Your potential suitor may counter this move with yes, but he’s far away, in America, you need someone here, to which you will respond by touting the benefits of fidelity and telling him about all the long walks on the beach you’ve had with this fiancée and how in love you are and how he will, really, be visiting any day. If this doesn’t work (and it won’t), you start talking about nuns. That shuts them up pretty quickly.

As you can see by my tone, many times Burkinabe men are not forcibly serious when they approach you. One of the best techniques is to make a joke out of their advance and keep everyone laughing, at which point you appear neither rude nor stand-offish. But there are times, though luckily, they are not plentiful, when you are not in the mood, and it is not a joke. When the two men that follow you home on their motorcycles are stopped only by the gates of the nunnery you work at, and when the bored military officers won’t leave you alone or stop telling you how en forme you are. Harassment in the Peace Corps is sort of like shooting at a brick wall. The wall is the mental barricade you’ve built to hold everything together while you are trying to adjust to a new culture, new language, new food, new climate, and new job, and that wall is getting pelted with bullets every time someone harasses you, even if it’s harmless. That wall will hold, for a time, but there may come a time when it will crack and incapacitate you.

This happened to me last month. I was feeling particularly vulnerable, perhaps because of the heat or the impending departure of the girls from the center, and I had a few too many instances of men making me feel uncomfortable. Normally, my reaction is to shrug it off, but for whatever reason I couldn’t this time. I ended up drawing back significantly, spending more time in my house, reaching out to people less, and ignoring everyone that called out to me when I was walking around town. It was a terrible feeling, isolating myself like that. It took me a good 12 to 14 days to patch my wall up and get it ready to hold me together again, and I still grew enflamed at every instance of harassment I even bore witness to. At one point, I saw a group of boys jeering at one of the girls from the Center during a dance performance, and I nearly lost it.

Burkina Faso is home to some of the kindest and most welcoming people in the world. Get off a bush taxi in a new city and introduce yourself to a random family and you will find yourself invited to stay the night. But as a New Yorker, I have been primed not to trust everyone that comes my way, and it has been a struggle for me to find a balance between being smart about who I interact with and accepting genuine kindness when it is offered. For every man that has made me feel uncomfortable in this country, there are 10 more that have made me feel welcome, taken care of me, fed me, taught me, and taken valuable time out of their days to talk to me. But as they say, one bad apple can spoil the batch.

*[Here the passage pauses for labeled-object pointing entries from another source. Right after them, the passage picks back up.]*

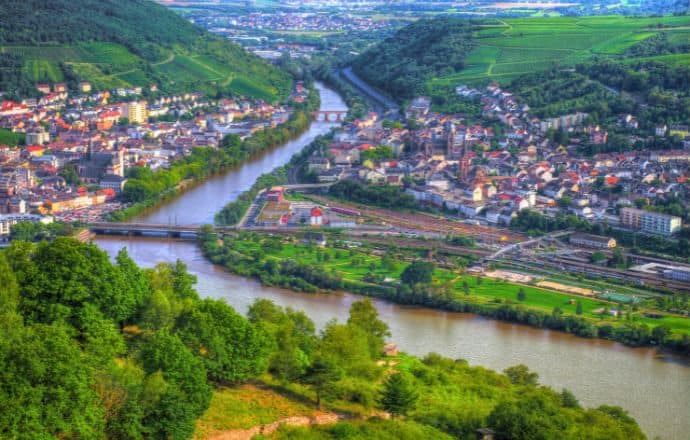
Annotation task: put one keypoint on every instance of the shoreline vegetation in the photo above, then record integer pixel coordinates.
(125, 352)
(233, 212)
(308, 268)
(146, 189)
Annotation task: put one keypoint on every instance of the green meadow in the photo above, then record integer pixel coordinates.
(110, 65)
(357, 265)
(514, 47)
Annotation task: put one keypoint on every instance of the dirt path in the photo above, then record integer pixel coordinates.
(322, 418)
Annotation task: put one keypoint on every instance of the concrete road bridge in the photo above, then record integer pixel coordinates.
(329, 115)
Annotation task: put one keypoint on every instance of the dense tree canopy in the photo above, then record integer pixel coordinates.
(402, 63)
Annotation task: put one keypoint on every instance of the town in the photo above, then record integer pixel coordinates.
(76, 150)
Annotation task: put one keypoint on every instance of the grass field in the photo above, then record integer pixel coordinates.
(524, 45)
(11, 138)
(109, 65)
(353, 265)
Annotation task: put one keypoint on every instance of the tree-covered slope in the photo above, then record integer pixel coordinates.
(120, 43)
(402, 64)
(97, 349)
(434, 56)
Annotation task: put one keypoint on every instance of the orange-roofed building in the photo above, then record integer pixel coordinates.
(316, 216)
(35, 150)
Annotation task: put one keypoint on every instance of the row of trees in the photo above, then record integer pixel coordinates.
(385, 196)
(148, 31)
(94, 349)
(403, 63)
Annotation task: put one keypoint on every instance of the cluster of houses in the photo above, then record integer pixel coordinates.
(470, 171)
(77, 149)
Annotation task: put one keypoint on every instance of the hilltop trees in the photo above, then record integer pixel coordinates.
(417, 272)
(401, 64)
(92, 349)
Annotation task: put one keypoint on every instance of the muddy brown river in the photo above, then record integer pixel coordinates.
(654, 388)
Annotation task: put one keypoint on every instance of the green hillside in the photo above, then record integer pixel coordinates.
(503, 50)
(120, 43)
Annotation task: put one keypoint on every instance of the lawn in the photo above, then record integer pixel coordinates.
(525, 45)
(245, 406)
(8, 137)
(356, 263)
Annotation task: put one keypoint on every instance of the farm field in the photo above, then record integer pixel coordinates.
(246, 406)
(355, 265)
(518, 46)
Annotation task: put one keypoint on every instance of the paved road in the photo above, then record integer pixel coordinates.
(385, 105)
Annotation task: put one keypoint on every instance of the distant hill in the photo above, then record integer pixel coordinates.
(433, 56)
(121, 43)
(404, 62)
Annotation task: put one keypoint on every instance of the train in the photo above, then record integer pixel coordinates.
(346, 211)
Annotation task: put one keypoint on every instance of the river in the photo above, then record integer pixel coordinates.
(654, 388)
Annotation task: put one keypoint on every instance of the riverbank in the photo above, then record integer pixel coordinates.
(146, 189)
(288, 263)
(598, 371)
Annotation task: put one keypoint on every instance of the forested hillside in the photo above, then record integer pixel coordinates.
(402, 64)
(120, 43)
(647, 55)
(93, 349)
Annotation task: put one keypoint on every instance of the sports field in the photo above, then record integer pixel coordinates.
(513, 47)
(109, 65)
(357, 265)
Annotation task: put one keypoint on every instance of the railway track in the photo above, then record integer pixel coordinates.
(429, 223)
(577, 265)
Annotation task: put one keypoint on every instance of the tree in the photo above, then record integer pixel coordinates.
(46, 389)
(661, 333)
(520, 375)
(231, 348)
(9, 289)
(398, 396)
(293, 335)
(569, 399)
(417, 272)
(364, 315)
(321, 374)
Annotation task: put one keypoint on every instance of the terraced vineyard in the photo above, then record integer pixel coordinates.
(514, 47)
(145, 44)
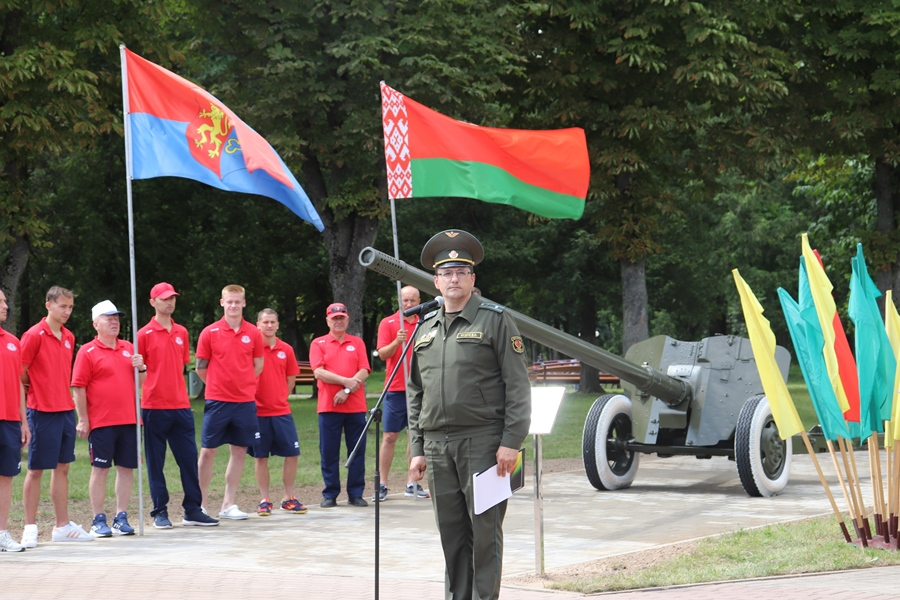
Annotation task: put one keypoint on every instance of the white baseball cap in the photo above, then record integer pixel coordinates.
(105, 308)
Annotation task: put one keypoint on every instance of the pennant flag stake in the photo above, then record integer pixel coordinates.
(784, 412)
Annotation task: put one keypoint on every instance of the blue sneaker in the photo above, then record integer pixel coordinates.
(161, 520)
(121, 526)
(99, 528)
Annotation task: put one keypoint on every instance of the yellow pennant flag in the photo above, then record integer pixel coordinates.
(821, 287)
(892, 326)
(763, 342)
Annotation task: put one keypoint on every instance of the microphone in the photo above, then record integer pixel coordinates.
(427, 307)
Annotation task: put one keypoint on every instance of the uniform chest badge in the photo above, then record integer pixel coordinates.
(469, 335)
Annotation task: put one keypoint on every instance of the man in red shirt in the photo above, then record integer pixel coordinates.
(103, 386)
(341, 365)
(14, 431)
(166, 410)
(393, 331)
(229, 360)
(277, 430)
(47, 351)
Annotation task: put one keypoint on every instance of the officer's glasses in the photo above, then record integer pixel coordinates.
(459, 274)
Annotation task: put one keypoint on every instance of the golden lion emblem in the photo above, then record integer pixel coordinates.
(215, 132)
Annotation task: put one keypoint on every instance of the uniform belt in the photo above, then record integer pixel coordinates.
(446, 435)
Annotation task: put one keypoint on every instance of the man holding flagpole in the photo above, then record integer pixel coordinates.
(229, 360)
(166, 411)
(103, 387)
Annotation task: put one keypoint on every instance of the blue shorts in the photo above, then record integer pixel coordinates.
(10, 448)
(232, 423)
(277, 437)
(52, 439)
(114, 443)
(394, 416)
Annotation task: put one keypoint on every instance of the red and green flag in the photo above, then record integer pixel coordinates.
(545, 172)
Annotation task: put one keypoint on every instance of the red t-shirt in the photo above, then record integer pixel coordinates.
(108, 378)
(230, 377)
(10, 373)
(165, 354)
(343, 358)
(271, 387)
(49, 364)
(387, 333)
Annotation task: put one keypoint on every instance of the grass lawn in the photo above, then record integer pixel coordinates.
(564, 442)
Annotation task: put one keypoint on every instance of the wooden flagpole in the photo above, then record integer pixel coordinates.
(129, 175)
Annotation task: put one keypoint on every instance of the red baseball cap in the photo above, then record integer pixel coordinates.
(162, 291)
(336, 310)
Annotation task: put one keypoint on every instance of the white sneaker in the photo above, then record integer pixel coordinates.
(7, 544)
(71, 533)
(233, 512)
(29, 536)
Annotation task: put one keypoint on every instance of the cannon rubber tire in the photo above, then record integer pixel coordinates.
(763, 459)
(608, 467)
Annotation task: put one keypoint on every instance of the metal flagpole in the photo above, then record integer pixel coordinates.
(134, 325)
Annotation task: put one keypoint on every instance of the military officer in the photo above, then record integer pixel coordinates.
(470, 408)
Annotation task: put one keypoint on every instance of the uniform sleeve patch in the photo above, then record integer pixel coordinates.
(491, 306)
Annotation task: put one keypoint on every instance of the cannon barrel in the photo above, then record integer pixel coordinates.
(647, 380)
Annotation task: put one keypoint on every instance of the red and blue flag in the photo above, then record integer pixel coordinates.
(178, 129)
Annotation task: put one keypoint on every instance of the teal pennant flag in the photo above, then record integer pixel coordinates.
(875, 360)
(806, 333)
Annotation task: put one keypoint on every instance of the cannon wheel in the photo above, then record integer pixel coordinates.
(763, 459)
(608, 464)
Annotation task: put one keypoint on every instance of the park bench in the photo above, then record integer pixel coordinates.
(564, 371)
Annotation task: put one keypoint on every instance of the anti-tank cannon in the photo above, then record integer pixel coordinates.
(701, 399)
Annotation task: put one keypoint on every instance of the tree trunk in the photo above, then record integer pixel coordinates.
(886, 279)
(634, 303)
(587, 325)
(10, 275)
(344, 239)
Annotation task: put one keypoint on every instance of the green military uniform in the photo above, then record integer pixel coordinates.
(469, 394)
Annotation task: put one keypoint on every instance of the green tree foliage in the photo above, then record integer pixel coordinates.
(307, 75)
(667, 91)
(845, 94)
(58, 76)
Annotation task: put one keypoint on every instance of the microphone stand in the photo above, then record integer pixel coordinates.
(375, 415)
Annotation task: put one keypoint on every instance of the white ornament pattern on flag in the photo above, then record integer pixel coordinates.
(396, 143)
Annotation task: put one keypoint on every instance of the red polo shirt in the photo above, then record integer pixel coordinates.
(230, 377)
(343, 358)
(10, 372)
(108, 378)
(49, 364)
(165, 354)
(271, 387)
(387, 333)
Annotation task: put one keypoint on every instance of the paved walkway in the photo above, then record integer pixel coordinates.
(329, 553)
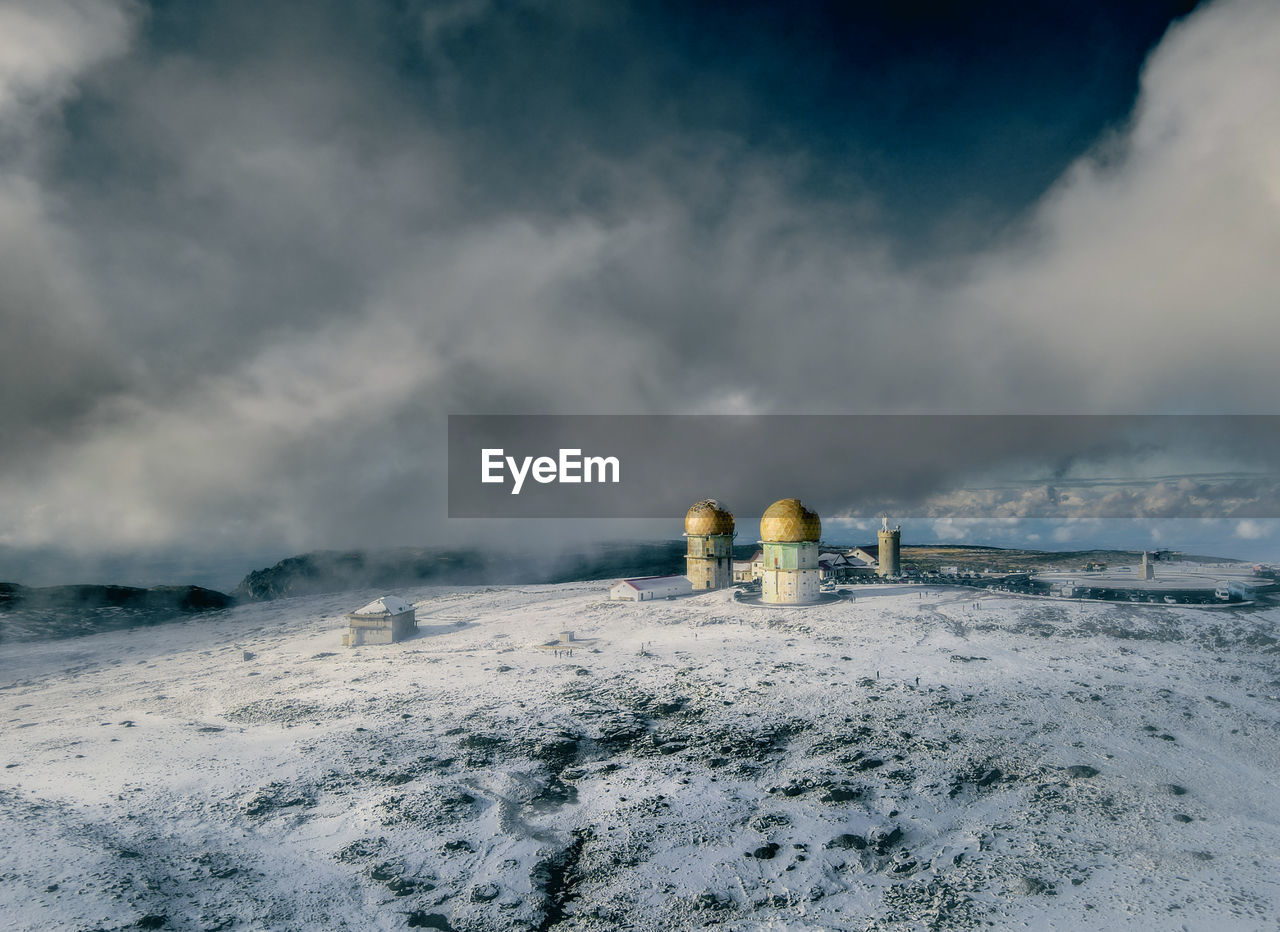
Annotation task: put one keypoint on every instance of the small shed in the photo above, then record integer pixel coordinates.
(645, 588)
(382, 621)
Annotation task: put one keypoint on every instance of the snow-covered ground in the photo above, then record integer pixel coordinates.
(703, 763)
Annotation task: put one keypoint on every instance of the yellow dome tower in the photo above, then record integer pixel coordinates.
(888, 553)
(709, 551)
(789, 537)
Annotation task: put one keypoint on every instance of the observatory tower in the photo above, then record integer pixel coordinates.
(890, 549)
(709, 549)
(789, 535)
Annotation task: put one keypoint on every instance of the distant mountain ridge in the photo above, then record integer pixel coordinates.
(51, 612)
(324, 571)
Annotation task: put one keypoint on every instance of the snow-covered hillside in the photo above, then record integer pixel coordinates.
(703, 763)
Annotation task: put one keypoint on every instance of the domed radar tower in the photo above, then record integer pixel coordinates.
(888, 553)
(709, 549)
(789, 537)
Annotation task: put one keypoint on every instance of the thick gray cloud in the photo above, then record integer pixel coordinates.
(245, 277)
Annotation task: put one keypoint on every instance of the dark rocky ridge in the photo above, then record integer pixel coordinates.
(37, 613)
(324, 571)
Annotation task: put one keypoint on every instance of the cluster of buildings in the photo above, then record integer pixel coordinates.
(790, 566)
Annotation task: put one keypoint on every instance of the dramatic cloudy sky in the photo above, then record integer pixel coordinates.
(252, 254)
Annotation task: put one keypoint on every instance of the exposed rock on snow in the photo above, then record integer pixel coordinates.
(717, 766)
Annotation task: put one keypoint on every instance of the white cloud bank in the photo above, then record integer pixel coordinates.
(312, 289)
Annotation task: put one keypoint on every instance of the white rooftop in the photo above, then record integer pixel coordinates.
(388, 604)
(645, 583)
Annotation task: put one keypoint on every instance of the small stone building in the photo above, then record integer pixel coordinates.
(645, 588)
(382, 621)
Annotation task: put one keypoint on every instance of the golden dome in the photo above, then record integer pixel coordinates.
(786, 520)
(708, 517)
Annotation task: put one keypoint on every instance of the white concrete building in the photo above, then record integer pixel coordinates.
(645, 588)
(382, 621)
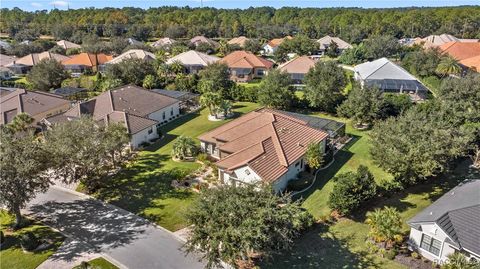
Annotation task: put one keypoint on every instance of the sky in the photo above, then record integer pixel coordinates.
(32, 5)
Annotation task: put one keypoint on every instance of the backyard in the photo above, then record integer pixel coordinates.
(143, 187)
(11, 253)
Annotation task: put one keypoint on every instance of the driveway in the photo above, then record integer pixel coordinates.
(130, 240)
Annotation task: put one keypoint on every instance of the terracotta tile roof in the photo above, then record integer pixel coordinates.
(88, 59)
(472, 62)
(245, 59)
(130, 105)
(277, 41)
(461, 50)
(299, 65)
(32, 102)
(35, 58)
(238, 41)
(266, 140)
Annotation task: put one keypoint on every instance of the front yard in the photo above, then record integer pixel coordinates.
(143, 187)
(11, 253)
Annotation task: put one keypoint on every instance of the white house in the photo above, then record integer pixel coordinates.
(140, 110)
(451, 224)
(262, 146)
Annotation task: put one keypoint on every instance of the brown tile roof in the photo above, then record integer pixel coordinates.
(472, 62)
(130, 105)
(461, 50)
(32, 102)
(277, 41)
(245, 59)
(88, 59)
(266, 140)
(299, 65)
(35, 58)
(238, 41)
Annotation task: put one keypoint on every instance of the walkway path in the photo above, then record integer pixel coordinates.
(120, 236)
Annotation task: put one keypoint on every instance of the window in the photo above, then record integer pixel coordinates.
(430, 244)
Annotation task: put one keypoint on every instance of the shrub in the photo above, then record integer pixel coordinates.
(29, 241)
(352, 189)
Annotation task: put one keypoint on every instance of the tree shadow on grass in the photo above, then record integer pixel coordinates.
(318, 248)
(87, 220)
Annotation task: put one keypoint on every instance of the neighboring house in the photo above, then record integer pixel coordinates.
(193, 61)
(25, 64)
(466, 53)
(140, 110)
(68, 45)
(6, 59)
(201, 39)
(133, 54)
(240, 41)
(432, 41)
(245, 66)
(389, 77)
(163, 42)
(451, 224)
(272, 45)
(68, 92)
(327, 40)
(86, 62)
(297, 68)
(262, 146)
(37, 104)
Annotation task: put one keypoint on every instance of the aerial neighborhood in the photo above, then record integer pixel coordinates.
(248, 137)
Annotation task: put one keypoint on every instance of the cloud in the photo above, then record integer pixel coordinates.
(59, 3)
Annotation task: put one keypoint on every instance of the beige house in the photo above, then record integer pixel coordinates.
(262, 146)
(37, 104)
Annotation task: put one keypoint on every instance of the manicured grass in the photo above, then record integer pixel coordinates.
(11, 253)
(99, 263)
(143, 187)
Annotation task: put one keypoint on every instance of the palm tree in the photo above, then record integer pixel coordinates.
(448, 66)
(184, 147)
(385, 224)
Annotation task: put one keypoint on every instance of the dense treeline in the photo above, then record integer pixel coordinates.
(352, 24)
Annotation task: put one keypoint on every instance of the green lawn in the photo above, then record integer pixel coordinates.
(11, 253)
(99, 263)
(143, 187)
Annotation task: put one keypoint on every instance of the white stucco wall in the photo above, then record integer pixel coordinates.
(158, 115)
(431, 229)
(143, 136)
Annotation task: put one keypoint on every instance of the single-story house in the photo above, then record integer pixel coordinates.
(389, 77)
(240, 41)
(451, 224)
(272, 45)
(193, 61)
(140, 110)
(68, 45)
(24, 64)
(86, 62)
(262, 146)
(163, 42)
(133, 54)
(245, 66)
(37, 104)
(327, 40)
(466, 53)
(297, 68)
(202, 39)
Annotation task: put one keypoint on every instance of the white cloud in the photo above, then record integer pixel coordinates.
(59, 3)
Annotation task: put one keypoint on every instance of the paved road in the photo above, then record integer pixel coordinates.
(128, 239)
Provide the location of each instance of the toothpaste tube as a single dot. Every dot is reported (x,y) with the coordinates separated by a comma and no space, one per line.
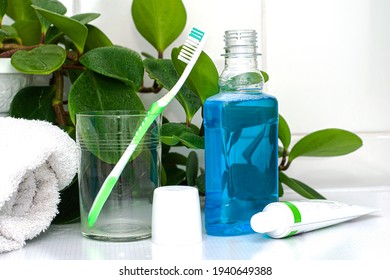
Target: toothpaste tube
(282,219)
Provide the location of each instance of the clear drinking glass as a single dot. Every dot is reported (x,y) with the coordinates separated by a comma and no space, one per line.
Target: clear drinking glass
(103,137)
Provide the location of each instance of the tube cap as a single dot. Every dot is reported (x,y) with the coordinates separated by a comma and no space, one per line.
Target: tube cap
(267,221)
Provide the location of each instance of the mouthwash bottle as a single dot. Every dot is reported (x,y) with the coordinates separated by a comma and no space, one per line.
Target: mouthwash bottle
(241,141)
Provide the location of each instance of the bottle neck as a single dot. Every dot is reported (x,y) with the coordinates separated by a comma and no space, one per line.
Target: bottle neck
(241,71)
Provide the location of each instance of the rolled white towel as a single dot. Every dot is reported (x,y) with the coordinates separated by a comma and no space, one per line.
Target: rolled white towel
(37,160)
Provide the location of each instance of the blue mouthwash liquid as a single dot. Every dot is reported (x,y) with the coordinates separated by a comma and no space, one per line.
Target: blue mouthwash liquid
(241,161)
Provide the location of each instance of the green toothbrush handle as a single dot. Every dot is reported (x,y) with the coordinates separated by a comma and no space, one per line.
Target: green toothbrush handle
(114,175)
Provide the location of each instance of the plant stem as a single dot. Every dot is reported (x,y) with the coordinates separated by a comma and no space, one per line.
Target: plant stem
(57,101)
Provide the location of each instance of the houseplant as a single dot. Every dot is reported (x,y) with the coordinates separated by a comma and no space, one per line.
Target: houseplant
(104,76)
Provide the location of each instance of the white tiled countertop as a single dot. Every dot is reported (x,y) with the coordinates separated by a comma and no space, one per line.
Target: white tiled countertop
(365,238)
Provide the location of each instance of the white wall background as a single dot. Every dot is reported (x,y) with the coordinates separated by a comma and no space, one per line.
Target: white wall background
(328,61)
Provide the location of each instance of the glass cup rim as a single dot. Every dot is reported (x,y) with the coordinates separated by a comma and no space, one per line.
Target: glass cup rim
(114,113)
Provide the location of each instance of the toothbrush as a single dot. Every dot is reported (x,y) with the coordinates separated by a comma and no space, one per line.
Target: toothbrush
(189,54)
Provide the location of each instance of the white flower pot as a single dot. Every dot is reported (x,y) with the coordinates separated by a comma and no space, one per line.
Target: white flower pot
(11,81)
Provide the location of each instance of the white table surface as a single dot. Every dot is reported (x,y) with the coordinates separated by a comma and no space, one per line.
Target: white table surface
(365,238)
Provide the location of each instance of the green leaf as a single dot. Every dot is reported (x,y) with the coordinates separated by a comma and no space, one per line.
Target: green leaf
(163,72)
(21,10)
(174,133)
(29,31)
(326,143)
(284,133)
(50,5)
(203,79)
(34,103)
(116,62)
(299,187)
(160,22)
(96,39)
(75,30)
(41,60)
(95,92)
(192,168)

In a place like Burkina Faso, where people are still fighting for basic rights and to put food on the table, many disenfranchised groups do not have the opportunity to focus exclusively on social progress. The status of women in Burkina Faso is, in many ways, far behind that of women in the United States, and women are still considered subservient to men. That is why, when I am walking home and three men drinking dolo summon me to them because they want whatever it is they want, I am expected to stop what I am doing and go to them. But women in Burkina Faso also have an incredible amount of social power that is softer and more organic. My Burkinabe mothers and sisters and aunties are always there to prop me up when I’m feeling under, and the more time I spend with the more I understand how to deal with this unwanted attention.